The discovery is described in a recent joint paper published in Scientific Reports, an online, open access journal from the publishers of Nature.
The researchers state that the group of synthetic compounds they are working on could have “enormous capacity to provide new chemical architectures for the development of next-generation antibiotics” and to “regain some ground on the antibiotic resistance problem.”
That’s because the new compound, phosphopyricin, is a synthetic antibiotic that is not derived from any natural sources and is therefore evolutionarily foreign to bacteria.
“The results of this work have several important implications,” said U of R microbiologist John Stavrinides.
“First, because the antibiotic is synthetic, it may be less prone to antibiotic resistance mechanisms already used by drug-resistant bacteria,” he said.
“Second, widespread antibiotic use results in antibiotic residuals accumulating in the general environment, contributing to the evolution of multi-drug resistance. But this antibiotic breaks down when exposed to light, so it is less likely to accumulate in the environment compared with other antibiotics. This may also help slow the evolution of resistance to our antibiotic.”
Dr. Jane Alcorn, a professor of pharmacy at the U of S, said the antibiotic does not appear to be toxic to mice when given orally.
“The next step will be to identify the specific mechanism of action, determine how effective this synthetic antibiotic would be in the human body, and assess the impact, if any, on human cells,” she said.

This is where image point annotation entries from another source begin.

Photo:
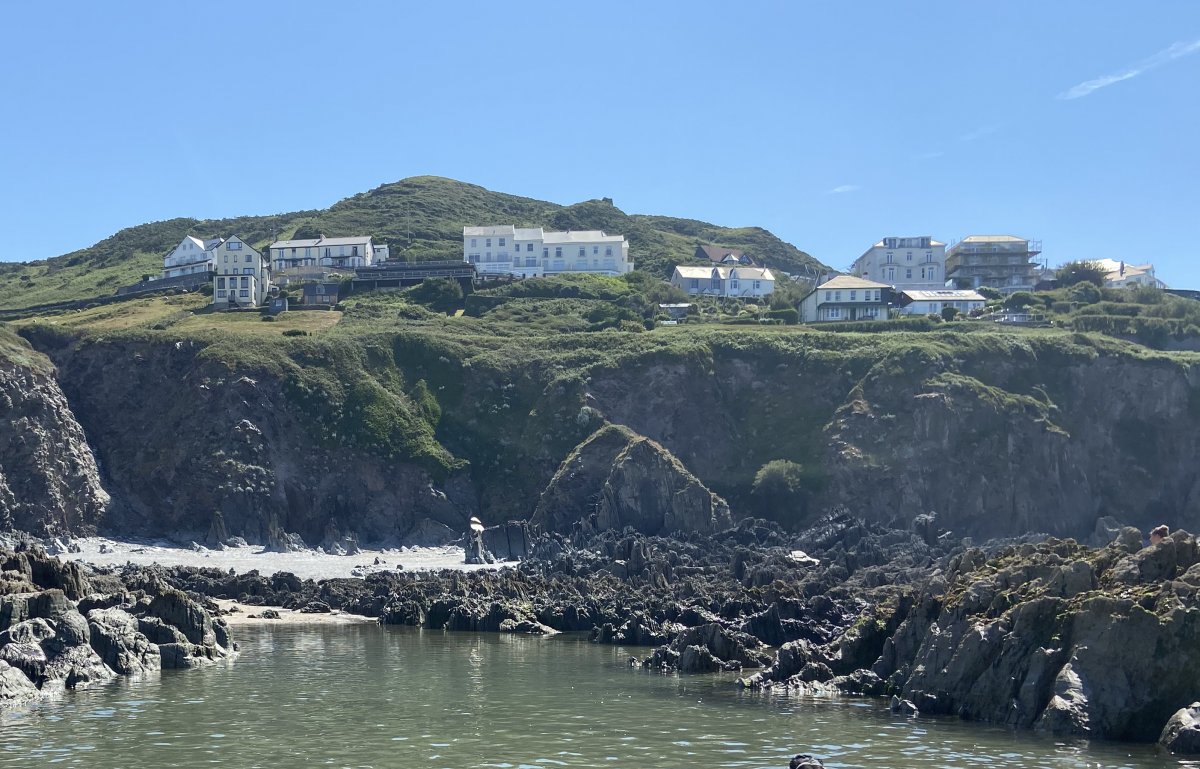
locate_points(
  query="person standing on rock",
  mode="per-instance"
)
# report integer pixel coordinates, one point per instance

The team found the antibiotic compound to be effective against methicillin-resistant Staphylococcus aureus (MRSA) which causes infections that can be life-threatening if left untreated, and vancomycin-resistant Enterococcus (VRE), bacteria which live in the human intestine and urinary tract, are often found in the environment, and are resistant to the antibiotic vancomycin.
These are among bacteria that are acronymously dubbed “ESKAPE” pathogens because they pose a serious threat to human health through repeated emergence, but have the ability to “eskape” antibiotic treatment.
The interdisciplinary work was initiated several years ago by Stavrinides and U of R chemist Brian Sterenberg, who then enlisted the help of Alcorn to evaluate the toxicity of the synthetic compounds. Other members of the team included PhD student Arumugam Jayaraman, graduate student Shelby Reid, and undergraduate students Shelby Hubick and Alexander McKeen.
“As far as we know, the types of compounds we synthesized have not been explored as potential antibiotics,” said Sterenberg. “Our future work will be to continue to synthesize new molecules to look for other new antibiotics.”
This work was supported by grants from the Natural Sciences and Engineering Research Council, the Canada Foundation for Innovation and the Saskatchewan Health Research Foundation.